After decades and countless injuries and fatalities due to tip-overs, the Consumer Product Safety Commission (CPSC) finally approved safety standards for clothing storage units in the United States earlier this year. The ruling is intended to protect children up to six years old from unstable dressers, armoires, and wardrobes.
The STURDY ACT mandates that furniture companies create required safety standards. Certain requirements exist and include testing to simulate a child’s weight up to 60 pounds, accounting for carpeting and multiple open drawers.

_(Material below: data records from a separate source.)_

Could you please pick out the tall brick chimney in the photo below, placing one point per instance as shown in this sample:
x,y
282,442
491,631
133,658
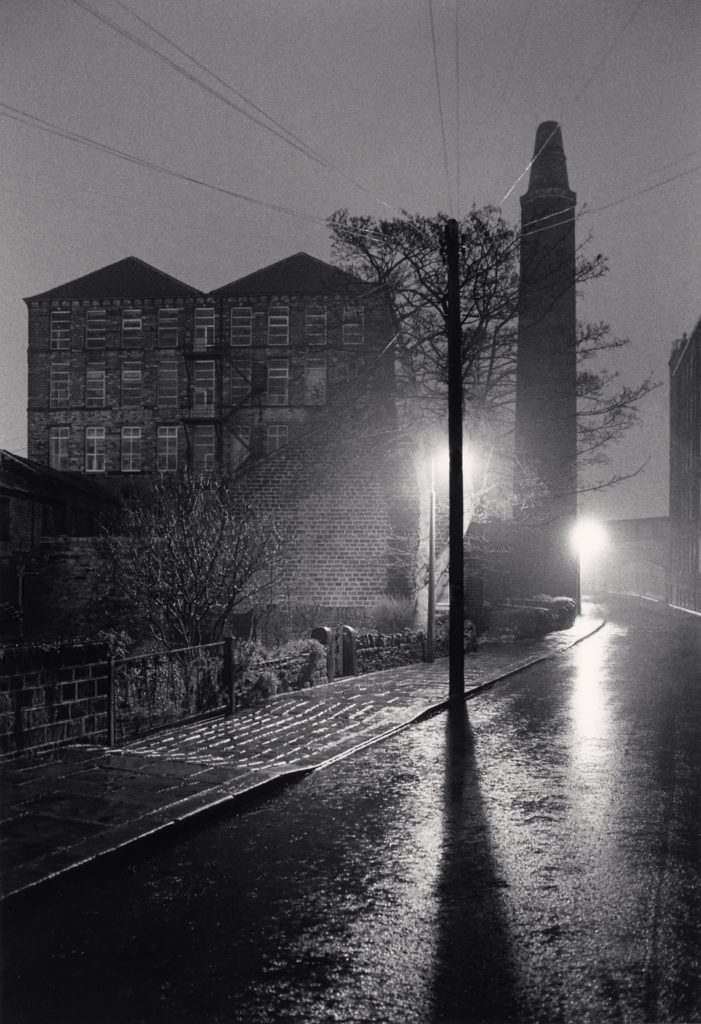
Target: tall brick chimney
x,y
545,394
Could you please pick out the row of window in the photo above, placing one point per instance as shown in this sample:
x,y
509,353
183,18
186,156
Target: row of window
x,y
204,384
242,322
167,448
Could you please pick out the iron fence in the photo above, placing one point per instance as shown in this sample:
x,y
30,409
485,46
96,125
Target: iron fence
x,y
151,692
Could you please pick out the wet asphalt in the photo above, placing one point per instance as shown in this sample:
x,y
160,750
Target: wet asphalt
x,y
532,855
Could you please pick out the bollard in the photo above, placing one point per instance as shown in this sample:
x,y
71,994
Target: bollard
x,y
227,675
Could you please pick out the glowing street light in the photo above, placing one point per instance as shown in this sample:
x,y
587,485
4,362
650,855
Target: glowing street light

Countless lawsuits, with a majority filed by grieving parents, were filed. A high-profile case involving Ikea ended with a $46 million dollar settlement over a toddler’s death.
Between January 2000 and April 2022, 234 people lost their lives, with children accounting for 199. According to the CPSC, around 5,300 of these types of accidents seriously resulted in hospitalization every year from 2006 to 2021.

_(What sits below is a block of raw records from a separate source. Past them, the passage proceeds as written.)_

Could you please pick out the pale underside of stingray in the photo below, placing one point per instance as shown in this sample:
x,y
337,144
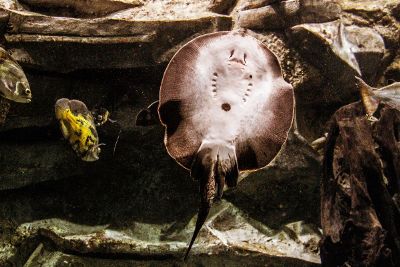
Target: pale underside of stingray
x,y
226,108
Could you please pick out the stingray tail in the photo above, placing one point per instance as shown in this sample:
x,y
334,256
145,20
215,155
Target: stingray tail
x,y
367,96
214,165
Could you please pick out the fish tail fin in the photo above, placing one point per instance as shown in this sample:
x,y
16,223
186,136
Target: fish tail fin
x,y
214,165
367,96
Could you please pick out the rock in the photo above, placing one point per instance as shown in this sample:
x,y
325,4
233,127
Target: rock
x,y
287,13
65,44
221,6
80,8
393,71
378,15
343,51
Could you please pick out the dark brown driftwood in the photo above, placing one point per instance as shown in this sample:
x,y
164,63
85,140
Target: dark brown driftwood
x,y
4,108
360,214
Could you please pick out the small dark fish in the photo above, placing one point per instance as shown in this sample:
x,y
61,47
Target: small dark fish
x,y
13,83
148,116
78,127
371,96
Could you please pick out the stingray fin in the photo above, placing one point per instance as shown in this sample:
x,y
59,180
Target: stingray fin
x,y
214,164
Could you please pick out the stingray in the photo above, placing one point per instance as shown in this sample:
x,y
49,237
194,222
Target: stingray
x,y
226,109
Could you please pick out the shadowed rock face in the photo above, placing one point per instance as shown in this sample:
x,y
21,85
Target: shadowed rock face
x,y
128,208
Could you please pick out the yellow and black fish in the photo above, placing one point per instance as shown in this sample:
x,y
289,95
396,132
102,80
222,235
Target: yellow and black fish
x,y
13,83
78,127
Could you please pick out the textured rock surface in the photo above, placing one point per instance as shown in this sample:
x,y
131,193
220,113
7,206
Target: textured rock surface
x,y
283,14
135,203
148,34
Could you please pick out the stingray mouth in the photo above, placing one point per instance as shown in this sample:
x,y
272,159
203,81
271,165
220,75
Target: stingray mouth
x,y
226,107
236,62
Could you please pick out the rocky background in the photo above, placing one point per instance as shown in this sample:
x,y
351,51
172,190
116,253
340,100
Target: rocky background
x,y
136,205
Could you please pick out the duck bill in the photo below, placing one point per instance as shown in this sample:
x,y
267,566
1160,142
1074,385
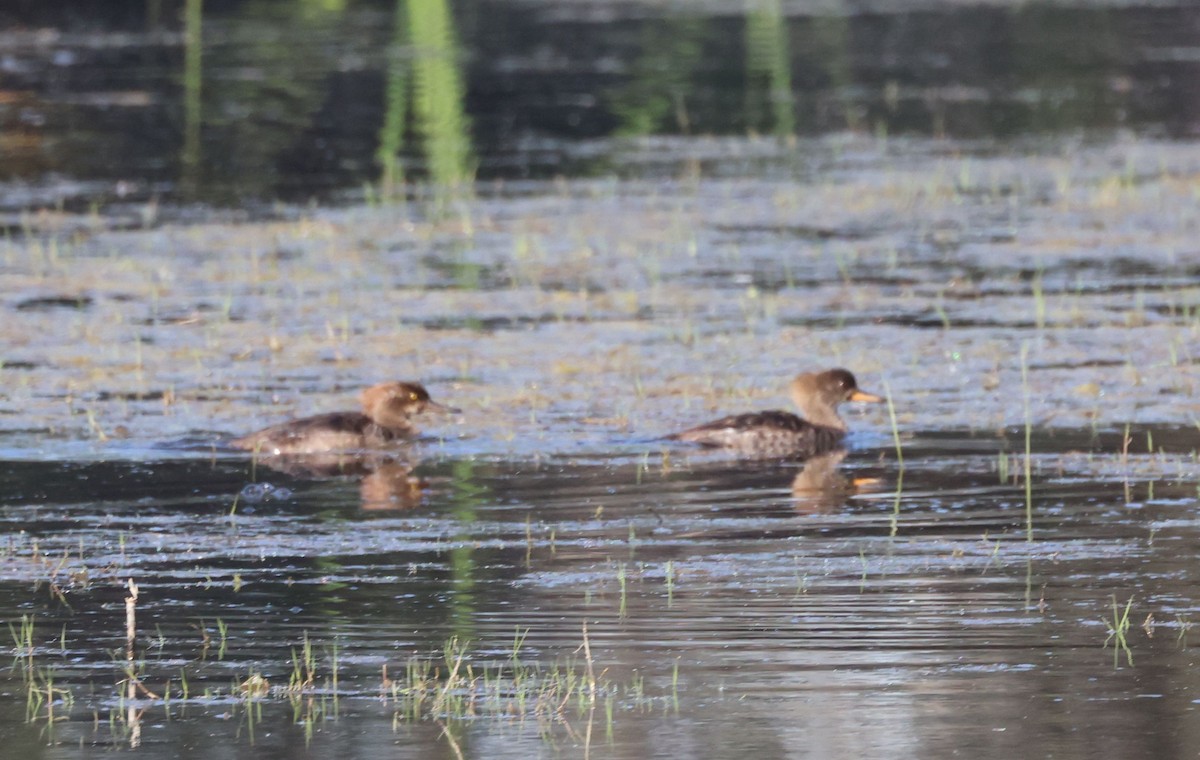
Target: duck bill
x,y
441,408
867,398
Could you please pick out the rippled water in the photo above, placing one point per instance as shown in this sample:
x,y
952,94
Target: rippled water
x,y
1000,563
726,609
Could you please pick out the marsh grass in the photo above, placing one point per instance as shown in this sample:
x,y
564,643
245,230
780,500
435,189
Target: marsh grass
x,y
1119,629
1029,443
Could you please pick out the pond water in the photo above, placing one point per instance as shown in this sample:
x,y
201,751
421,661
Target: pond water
x,y
669,223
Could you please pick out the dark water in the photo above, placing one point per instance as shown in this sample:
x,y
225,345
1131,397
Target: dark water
x,y
851,620
589,225
243,103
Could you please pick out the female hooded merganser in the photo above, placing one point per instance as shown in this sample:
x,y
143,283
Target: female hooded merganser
x,y
783,434
388,411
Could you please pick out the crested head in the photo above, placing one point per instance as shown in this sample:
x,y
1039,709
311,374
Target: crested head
x,y
817,394
393,405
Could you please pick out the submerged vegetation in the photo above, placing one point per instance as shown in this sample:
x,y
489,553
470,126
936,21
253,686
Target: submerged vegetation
x,y
544,573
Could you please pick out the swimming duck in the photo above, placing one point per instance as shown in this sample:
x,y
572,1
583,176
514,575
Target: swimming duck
x,y
387,417
781,434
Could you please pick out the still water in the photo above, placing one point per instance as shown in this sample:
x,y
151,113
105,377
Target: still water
x,y
591,225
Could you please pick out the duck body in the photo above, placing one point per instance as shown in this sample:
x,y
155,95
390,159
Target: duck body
x,y
387,418
778,434
772,432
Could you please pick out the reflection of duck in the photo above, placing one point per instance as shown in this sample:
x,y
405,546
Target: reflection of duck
x,y
783,434
385,482
387,417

While declining, injuries still occur every year. The new standard has the backing of both consumer organizations and furniture manufacturers. The vote was not unanimous, lacking the support of one commissioner out of the four who voted against the rule, claiming that the commission gave in to pressure. Purportedly, that led to weaker regulations that technical experts in the agency opposed.
Another detractor was the American Home Furnishings Alliance, which tried to vacate the rule with claims that it was far too broad.
The standards organization devised the new standard approved by the CPSC and will replace the previous requirement. It also has the backing of both consumer groups and furniture manufacturers.